Taking steps to protect your business is crucial for its viability, especially if you’re getting divorced. Depending on your settlement, your spouse could end up owning a share of your company, no matter their involvement in it before your split. This arrangement is less than ideal. To prevent it, you must know what safeguards to put in place before proceedings begin.
Value your business
As you begin divorce proceedings, you will need your business valued. To determine its worth, you must consult an evaluator. Once they calculate the fair market value for your business, you can use this figure to enter negotiations with your spouse. An evaluator will base this figure on your company’s:
- Salaries paid
- Capitalization rate
Keep in mind that your spouse may hire their own evaluator to determine your company’s worth. This person could present a very different picture of your enterprise’s value than that figured by your evaluator. If this happens, a judge will likely determine which professional’s findings are more credible.

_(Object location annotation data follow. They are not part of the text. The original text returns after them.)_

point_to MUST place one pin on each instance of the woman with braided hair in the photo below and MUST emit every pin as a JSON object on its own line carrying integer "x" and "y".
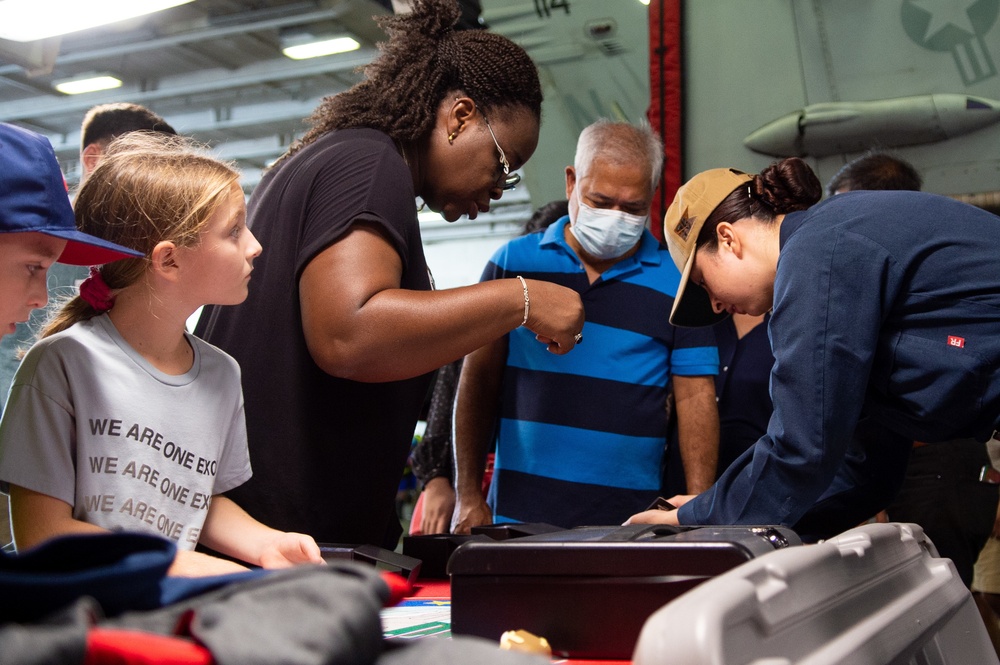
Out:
{"x": 885, "y": 313}
{"x": 342, "y": 330}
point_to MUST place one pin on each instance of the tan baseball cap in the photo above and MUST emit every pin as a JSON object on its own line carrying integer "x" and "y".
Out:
{"x": 694, "y": 203}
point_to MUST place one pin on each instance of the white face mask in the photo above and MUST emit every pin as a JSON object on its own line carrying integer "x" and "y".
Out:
{"x": 606, "y": 234}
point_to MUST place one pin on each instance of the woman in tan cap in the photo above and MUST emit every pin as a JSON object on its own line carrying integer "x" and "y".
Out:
{"x": 885, "y": 320}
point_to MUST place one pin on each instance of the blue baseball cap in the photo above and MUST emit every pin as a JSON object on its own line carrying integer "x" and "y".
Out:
{"x": 33, "y": 198}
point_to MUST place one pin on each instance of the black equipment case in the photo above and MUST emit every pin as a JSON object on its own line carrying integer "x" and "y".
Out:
{"x": 589, "y": 590}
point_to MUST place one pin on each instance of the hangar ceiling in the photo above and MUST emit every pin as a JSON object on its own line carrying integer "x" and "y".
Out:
{"x": 213, "y": 68}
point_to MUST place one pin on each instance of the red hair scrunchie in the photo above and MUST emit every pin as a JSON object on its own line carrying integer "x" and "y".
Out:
{"x": 96, "y": 292}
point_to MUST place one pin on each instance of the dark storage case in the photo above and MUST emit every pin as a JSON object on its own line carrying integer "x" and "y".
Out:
{"x": 589, "y": 590}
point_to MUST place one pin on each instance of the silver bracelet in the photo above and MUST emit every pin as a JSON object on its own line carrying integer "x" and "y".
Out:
{"x": 527, "y": 303}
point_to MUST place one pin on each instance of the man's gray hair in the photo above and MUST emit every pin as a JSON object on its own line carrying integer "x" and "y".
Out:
{"x": 620, "y": 143}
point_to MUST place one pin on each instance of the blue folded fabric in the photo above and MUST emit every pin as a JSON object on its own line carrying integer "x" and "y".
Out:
{"x": 122, "y": 571}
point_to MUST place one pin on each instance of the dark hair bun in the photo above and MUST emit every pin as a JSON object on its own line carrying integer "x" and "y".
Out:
{"x": 787, "y": 186}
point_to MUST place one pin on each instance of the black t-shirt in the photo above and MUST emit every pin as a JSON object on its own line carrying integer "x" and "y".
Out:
{"x": 327, "y": 453}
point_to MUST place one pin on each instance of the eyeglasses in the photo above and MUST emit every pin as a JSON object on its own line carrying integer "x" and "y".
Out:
{"x": 510, "y": 180}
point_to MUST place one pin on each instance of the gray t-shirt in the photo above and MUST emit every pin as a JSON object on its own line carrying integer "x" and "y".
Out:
{"x": 92, "y": 423}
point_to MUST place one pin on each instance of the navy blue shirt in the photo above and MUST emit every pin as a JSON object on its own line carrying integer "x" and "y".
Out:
{"x": 581, "y": 435}
{"x": 887, "y": 306}
{"x": 742, "y": 388}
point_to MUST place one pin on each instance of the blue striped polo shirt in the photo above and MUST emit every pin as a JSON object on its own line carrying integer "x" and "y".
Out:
{"x": 581, "y": 435}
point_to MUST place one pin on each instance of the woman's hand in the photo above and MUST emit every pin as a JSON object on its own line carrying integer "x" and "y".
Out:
{"x": 661, "y": 516}
{"x": 288, "y": 549}
{"x": 555, "y": 315}
{"x": 439, "y": 504}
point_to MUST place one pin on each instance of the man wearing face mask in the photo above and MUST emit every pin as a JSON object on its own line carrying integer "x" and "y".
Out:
{"x": 579, "y": 438}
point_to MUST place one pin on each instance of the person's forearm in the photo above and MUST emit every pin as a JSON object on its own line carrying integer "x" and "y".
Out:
{"x": 373, "y": 330}
{"x": 697, "y": 430}
{"x": 37, "y": 517}
{"x": 230, "y": 530}
{"x": 475, "y": 416}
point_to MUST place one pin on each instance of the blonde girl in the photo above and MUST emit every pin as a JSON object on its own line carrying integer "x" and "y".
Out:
{"x": 118, "y": 419}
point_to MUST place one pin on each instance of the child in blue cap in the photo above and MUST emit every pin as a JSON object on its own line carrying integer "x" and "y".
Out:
{"x": 37, "y": 227}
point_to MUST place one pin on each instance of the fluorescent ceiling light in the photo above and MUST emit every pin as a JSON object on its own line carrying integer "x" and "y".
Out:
{"x": 316, "y": 49}
{"x": 89, "y": 84}
{"x": 29, "y": 20}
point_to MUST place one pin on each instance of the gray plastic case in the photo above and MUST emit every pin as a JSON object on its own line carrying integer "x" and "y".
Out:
{"x": 876, "y": 594}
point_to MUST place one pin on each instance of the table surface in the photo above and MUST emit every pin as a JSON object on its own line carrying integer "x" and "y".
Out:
{"x": 428, "y": 613}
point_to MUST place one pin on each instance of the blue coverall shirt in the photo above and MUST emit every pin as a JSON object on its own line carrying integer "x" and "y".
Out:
{"x": 886, "y": 310}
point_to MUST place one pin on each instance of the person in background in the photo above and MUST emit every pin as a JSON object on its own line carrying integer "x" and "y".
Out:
{"x": 100, "y": 126}
{"x": 883, "y": 328}
{"x": 341, "y": 331}
{"x": 942, "y": 491}
{"x": 875, "y": 169}
{"x": 579, "y": 439}
{"x": 433, "y": 460}
{"x": 118, "y": 419}
{"x": 105, "y": 122}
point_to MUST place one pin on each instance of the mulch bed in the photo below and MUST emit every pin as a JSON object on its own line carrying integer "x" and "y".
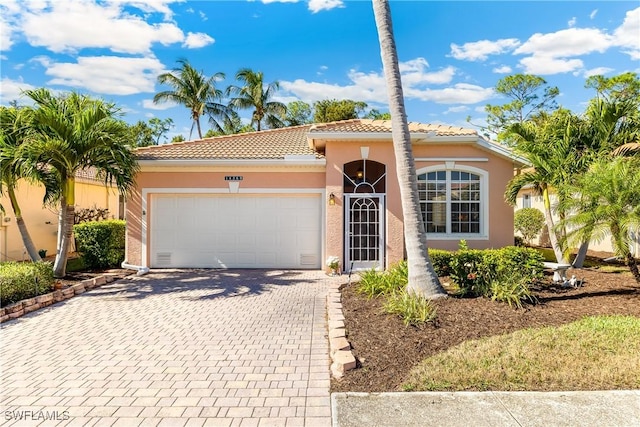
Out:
{"x": 386, "y": 350}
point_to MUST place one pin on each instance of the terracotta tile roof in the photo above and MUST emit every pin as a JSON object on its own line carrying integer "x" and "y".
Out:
{"x": 266, "y": 144}
{"x": 275, "y": 144}
{"x": 367, "y": 126}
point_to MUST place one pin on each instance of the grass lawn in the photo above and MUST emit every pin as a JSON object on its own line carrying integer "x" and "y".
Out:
{"x": 599, "y": 352}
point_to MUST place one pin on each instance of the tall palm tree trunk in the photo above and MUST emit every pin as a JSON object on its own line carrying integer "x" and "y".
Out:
{"x": 423, "y": 280}
{"x": 553, "y": 236}
{"x": 60, "y": 265}
{"x": 22, "y": 227}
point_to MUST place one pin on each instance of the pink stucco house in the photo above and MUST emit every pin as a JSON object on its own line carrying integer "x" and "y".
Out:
{"x": 292, "y": 197}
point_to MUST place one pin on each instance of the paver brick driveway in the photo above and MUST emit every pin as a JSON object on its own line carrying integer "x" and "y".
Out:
{"x": 175, "y": 348}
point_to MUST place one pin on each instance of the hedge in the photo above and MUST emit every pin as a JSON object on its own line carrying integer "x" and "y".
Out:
{"x": 23, "y": 280}
{"x": 101, "y": 243}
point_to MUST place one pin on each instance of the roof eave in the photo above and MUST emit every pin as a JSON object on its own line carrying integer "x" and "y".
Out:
{"x": 232, "y": 162}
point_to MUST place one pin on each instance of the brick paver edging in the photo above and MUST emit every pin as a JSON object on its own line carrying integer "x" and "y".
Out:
{"x": 339, "y": 348}
{"x": 20, "y": 308}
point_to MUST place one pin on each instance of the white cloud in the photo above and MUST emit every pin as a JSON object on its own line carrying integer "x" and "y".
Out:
{"x": 414, "y": 72}
{"x": 544, "y": 65}
{"x": 319, "y": 5}
{"x": 458, "y": 109}
{"x": 460, "y": 93}
{"x": 8, "y": 19}
{"x": 371, "y": 87}
{"x": 197, "y": 40}
{"x": 69, "y": 26}
{"x": 555, "y": 53}
{"x": 627, "y": 34}
{"x": 597, "y": 71}
{"x": 503, "y": 69}
{"x": 150, "y": 6}
{"x": 107, "y": 74}
{"x": 150, "y": 105}
{"x": 11, "y": 90}
{"x": 480, "y": 50}
{"x": 566, "y": 43}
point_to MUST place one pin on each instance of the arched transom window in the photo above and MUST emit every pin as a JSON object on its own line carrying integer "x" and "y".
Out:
{"x": 453, "y": 202}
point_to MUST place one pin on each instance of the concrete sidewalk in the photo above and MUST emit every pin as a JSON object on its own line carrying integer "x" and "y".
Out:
{"x": 463, "y": 409}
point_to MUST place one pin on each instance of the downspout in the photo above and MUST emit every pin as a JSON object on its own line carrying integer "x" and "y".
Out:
{"x": 140, "y": 269}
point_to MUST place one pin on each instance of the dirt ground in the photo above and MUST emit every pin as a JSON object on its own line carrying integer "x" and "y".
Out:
{"x": 386, "y": 350}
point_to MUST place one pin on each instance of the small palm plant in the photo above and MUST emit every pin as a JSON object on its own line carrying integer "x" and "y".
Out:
{"x": 607, "y": 202}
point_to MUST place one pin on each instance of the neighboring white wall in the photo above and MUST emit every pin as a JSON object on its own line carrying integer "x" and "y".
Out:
{"x": 542, "y": 240}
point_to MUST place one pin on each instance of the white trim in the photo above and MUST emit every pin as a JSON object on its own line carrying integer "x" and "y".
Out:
{"x": 356, "y": 136}
{"x": 484, "y": 203}
{"x": 146, "y": 192}
{"x": 453, "y": 159}
{"x": 293, "y": 161}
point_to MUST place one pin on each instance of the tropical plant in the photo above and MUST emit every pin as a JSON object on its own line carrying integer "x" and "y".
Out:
{"x": 231, "y": 125}
{"x": 298, "y": 113}
{"x": 256, "y": 95}
{"x": 195, "y": 91}
{"x": 14, "y": 125}
{"x": 72, "y": 132}
{"x": 530, "y": 95}
{"x": 528, "y": 222}
{"x": 423, "y": 280}
{"x": 607, "y": 201}
{"x": 552, "y": 145}
{"x": 333, "y": 110}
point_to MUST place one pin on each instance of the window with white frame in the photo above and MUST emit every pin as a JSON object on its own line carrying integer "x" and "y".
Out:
{"x": 453, "y": 202}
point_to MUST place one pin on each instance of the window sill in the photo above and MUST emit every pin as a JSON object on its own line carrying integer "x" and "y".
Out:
{"x": 461, "y": 236}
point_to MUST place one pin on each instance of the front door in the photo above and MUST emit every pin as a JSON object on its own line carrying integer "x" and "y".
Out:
{"x": 364, "y": 231}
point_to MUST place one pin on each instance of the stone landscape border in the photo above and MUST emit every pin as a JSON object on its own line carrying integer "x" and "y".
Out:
{"x": 20, "y": 308}
{"x": 339, "y": 348}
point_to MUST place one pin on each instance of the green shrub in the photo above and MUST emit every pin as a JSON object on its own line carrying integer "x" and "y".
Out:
{"x": 474, "y": 271}
{"x": 441, "y": 260}
{"x": 22, "y": 280}
{"x": 373, "y": 283}
{"x": 512, "y": 289}
{"x": 466, "y": 266}
{"x": 413, "y": 309}
{"x": 528, "y": 222}
{"x": 101, "y": 243}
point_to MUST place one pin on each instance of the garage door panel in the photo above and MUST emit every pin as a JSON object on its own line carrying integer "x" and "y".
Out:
{"x": 236, "y": 231}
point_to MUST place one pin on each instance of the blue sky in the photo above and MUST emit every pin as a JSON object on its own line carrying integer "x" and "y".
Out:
{"x": 451, "y": 53}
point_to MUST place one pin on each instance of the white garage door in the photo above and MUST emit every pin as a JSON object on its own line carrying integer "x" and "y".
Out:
{"x": 235, "y": 231}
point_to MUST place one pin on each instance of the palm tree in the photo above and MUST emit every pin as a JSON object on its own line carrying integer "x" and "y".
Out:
{"x": 254, "y": 95}
{"x": 14, "y": 124}
{"x": 607, "y": 200}
{"x": 422, "y": 280}
{"x": 196, "y": 92}
{"x": 611, "y": 125}
{"x": 74, "y": 132}
{"x": 550, "y": 143}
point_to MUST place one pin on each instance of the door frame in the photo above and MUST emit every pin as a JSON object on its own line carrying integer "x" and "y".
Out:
{"x": 352, "y": 265}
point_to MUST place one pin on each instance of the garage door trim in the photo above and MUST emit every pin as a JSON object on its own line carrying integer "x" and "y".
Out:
{"x": 147, "y": 192}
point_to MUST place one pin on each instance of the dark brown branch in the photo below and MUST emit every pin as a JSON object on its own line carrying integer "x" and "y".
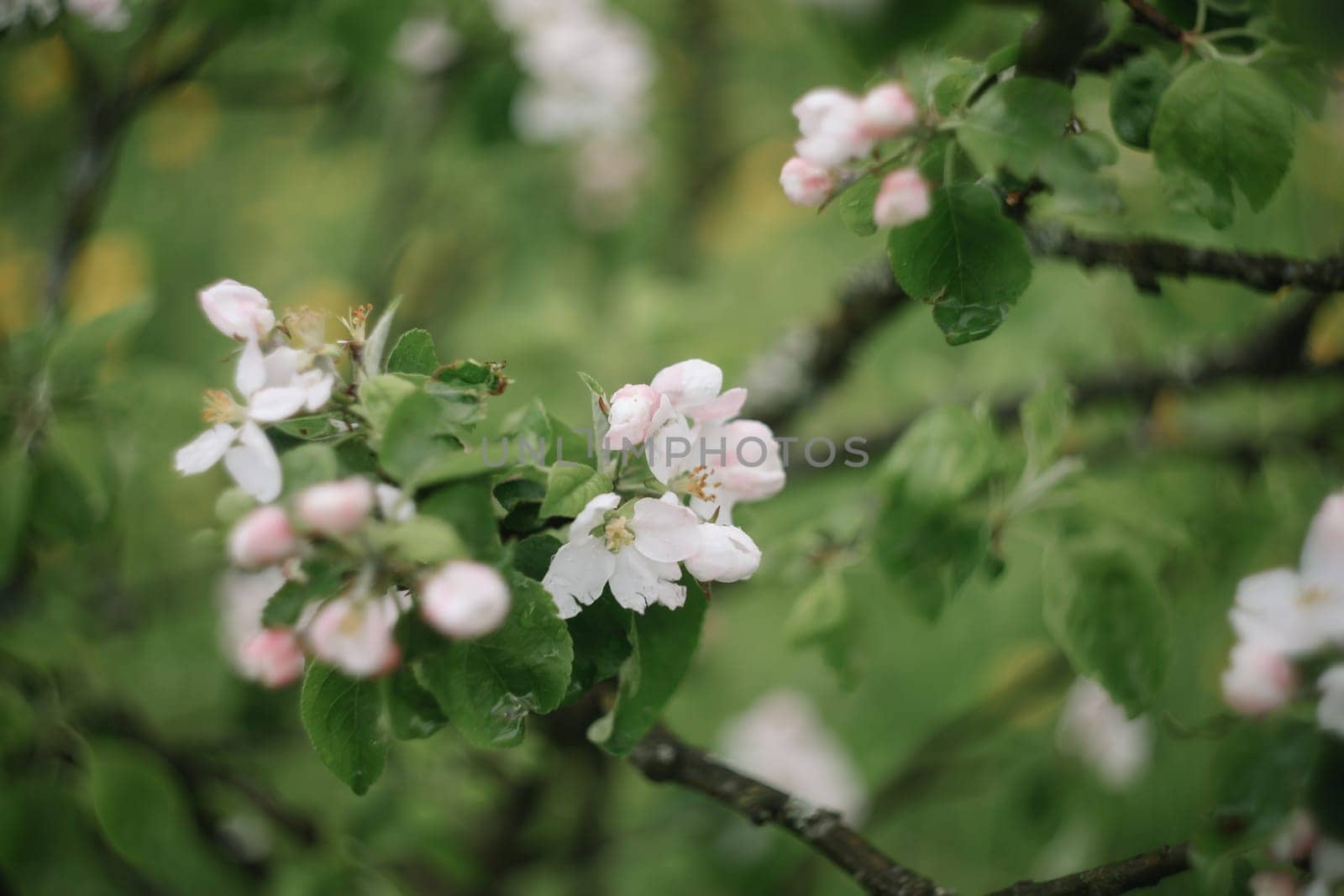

Negotiate with your spouse
In California, businesses sometimes qualify as community property. If you started yours during your marriage – or if it gained value during your marriage – your spouse may hold a share in it. In this case, you can propose to buy them out rather than co-own your enterprise. If they play an active role in your business, you will also need to fire them to prevent their further involvement. Yet, beyond the income you bring in, their relationship with your business might be insubstantial or nonexistent. If so, you will likely want to consider giving up other significant assets in exchange for receiving your business in your divorce.
Parting with your business during divorce is a frightening prospect. Yet, you have ways to protect it, once you have a fair market value and a plan of action. An attorney with family law experience can help you forge a path forward.